UM DUPLO E PARADOXAL BICENTENÁRIO

A realidade brutal do presente não nos tem criado a necessária tranquilidade de espírito para meditarmos no duplo bicentenário que este ano se comemora. A 7 de Setembro de 1822, Portugal e Brasil (que passara a ser reino em 1815), separavam-se, no famoso Grito do Ipiranga, lançado pelo futuro Imperador D. Pedro I do Brasil, e efémero D. Pedro IV de Portugal. No dia 23 de Setembro do mesmo ano, Portugal (sem ainda saber do divórcio brasileiro) aprovava a sua primeira Constituição, nascida da Revolução liberal do Porto de 1820, e das Cortes Constituintes que se lhe seguiram. Ao abraçar os ideais do regime representativo, Portugal via, simultaneamente, apartar-se, aquele gigantesco império americano que, nas palavras de Almeida Garrett, tinha sido a fonte do que nos restava de grandeza.
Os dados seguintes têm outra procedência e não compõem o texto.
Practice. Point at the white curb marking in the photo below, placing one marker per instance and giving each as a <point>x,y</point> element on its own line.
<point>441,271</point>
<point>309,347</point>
Os brasileiros estavam fortemente representados nas Cortes Constituintes de Lisboa. Contudo, as suas propostas para transformar o Reino Unido de Portugal Brasil e Algarves, numa monarquia federal com duas centralidades cooperantes, na Europa e na América, foram desprezadas pela maioria dos deputados constituintes. A verdade é que a usura dos interesses da burguesia comercial metropolitana, tenaz na tentativa de restaurar os seus privilégios comerciais feridos, foi mais forte do que a fria razão política. Num gesto intransigente e ressentido, a maioria dos deputados inverteu toda a política de D. João VI, que havia transformado o Brasil no centro da política e da diplomacia nacional. A Constituição de 1822 limitava-se, para além de receber em Lisboa os deputados brasileiros, a admitir no Brasil “uma delegação do poder executivo, encarregada a uma regência, que residirá no logar mais conveniente que a lei designar. D’ella poderão ficar independentes algumas províncias e sujeitas immediatamente ao governo de Portugal.” (Art.º128º).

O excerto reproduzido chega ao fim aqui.